Instructional Analysis for Video

Updated on January 13, 2022

The ADDIE model for instructional designers is a familiar framework from which to start the design of a video segment.  In this post, I will focus on the “A” or Analysis phase as it relates to video planning and production. The Analysis phase is an opportunity for you to educate yourself about the content, the audience and the individuals who are important to your audience.  As you conduct your analysis activities, identify interview candidates and topic areas that may be supported by video.  I generally consider the following when conducting analysis research and SME interviews:
  • Who is the audience and with whom do they identify?
  • Who can best tell the story about your content?
  • What person or persons do Learners most respect as subject matter experts or leaders?
  • Will these individuals agree to appear on camera?
  • Where are the individuals physically located?
  • If they are remote, do they travel to your location for meetings or other events?
  • If you plan to conduct interviews with SMEs or Learners to collect other analysis information, is it practical to record a portion of the interview on video?

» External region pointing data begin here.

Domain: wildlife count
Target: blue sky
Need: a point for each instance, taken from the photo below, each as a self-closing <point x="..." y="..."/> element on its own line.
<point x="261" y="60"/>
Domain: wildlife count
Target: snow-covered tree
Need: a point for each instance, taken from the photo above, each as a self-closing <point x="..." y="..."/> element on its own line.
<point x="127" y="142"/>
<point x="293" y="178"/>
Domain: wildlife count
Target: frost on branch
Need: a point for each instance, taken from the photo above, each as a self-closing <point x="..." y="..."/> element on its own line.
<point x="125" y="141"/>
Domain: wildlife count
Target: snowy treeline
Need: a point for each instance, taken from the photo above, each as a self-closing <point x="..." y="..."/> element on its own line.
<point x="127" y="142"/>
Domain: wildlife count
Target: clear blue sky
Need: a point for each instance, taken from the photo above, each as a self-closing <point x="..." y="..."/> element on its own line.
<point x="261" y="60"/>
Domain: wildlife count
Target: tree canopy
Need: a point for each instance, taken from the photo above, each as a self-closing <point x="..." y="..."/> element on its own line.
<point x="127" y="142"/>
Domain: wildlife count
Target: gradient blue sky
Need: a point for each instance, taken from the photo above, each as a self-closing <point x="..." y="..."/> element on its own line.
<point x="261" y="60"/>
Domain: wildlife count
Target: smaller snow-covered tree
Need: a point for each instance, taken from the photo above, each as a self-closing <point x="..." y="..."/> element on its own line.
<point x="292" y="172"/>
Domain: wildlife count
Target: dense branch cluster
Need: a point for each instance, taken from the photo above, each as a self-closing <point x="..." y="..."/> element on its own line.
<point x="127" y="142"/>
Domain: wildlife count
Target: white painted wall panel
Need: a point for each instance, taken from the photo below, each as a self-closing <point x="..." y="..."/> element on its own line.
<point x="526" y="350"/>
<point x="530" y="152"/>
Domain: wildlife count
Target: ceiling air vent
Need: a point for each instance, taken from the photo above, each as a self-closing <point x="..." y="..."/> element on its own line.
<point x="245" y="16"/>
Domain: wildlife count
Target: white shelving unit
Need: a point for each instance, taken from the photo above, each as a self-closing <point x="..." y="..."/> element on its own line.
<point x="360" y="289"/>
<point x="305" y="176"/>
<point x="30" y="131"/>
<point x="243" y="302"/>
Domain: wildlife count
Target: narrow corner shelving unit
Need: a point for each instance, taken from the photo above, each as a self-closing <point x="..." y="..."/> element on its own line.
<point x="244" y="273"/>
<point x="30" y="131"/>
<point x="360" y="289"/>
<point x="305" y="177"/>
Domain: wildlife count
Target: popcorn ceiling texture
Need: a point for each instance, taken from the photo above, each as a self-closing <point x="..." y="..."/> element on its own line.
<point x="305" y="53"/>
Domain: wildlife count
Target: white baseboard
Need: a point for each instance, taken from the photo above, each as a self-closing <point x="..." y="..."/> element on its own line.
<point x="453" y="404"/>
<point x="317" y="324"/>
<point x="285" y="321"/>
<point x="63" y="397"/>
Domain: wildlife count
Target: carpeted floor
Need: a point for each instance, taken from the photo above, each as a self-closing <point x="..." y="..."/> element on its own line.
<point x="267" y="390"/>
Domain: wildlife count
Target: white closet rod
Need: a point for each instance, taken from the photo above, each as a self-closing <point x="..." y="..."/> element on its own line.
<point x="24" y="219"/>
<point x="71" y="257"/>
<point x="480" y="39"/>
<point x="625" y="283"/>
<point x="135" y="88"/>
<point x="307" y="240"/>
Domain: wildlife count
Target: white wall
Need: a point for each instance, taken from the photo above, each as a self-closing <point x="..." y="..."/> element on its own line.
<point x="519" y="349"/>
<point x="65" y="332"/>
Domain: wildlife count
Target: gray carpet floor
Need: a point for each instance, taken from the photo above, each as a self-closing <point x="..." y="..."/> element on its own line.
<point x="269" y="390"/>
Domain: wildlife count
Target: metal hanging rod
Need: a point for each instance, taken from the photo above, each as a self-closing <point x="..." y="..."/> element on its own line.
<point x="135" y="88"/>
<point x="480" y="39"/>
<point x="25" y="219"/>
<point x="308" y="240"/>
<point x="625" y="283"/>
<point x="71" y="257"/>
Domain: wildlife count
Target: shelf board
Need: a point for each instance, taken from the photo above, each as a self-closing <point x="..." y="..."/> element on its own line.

  • Are there other activities related to the content that would be helpful to show with visual media?  For example equipment operation, people working together and other related scenes.
The answers to these questions will help you determine whether video is helpful to support the instruction.  This information will also help determine if adding video to your project is practical given budget and time limitations. You should also consider the legal implications of shooting and distributing video as part of a training program.  You should have a signed release from each person appearing in your video.  If you are creating a training product for your company, employees of the company may have already given permission for the company to use their likeness for internal video and training products.  Non-employees, however, should sign a “model release” document that you will retain on file. Do not assume that a verbal agreement is adequate.  You may invest many hours of time shooting a video only to find that you don’t have the legal authority to distribute it.   There are several Apps for smart phones and tablet computers that allow you collect a digital signature and then send pdf copies to the talent. I recommend using these apps or a standard release form provided by your legal department.  If you don’t have a legal department, consider using a document from a supplier like LegalZoom.  The forms are relatively simple so you don’t need to hire an attorney. At the end of the Analysis phase, you should have a pretty good idea of “who” and “what” will appear in your video.  You should make this determination based on what will be valued by your audience and learner population.  It may be tempting to choose individuals you know or are easily scheduled.  You may be surprised to find that subject matter experts and Executives are flattered to be in your training video.  Later I will discuss how to minimize fears and ensure that even in experienced subject look and sound good on video.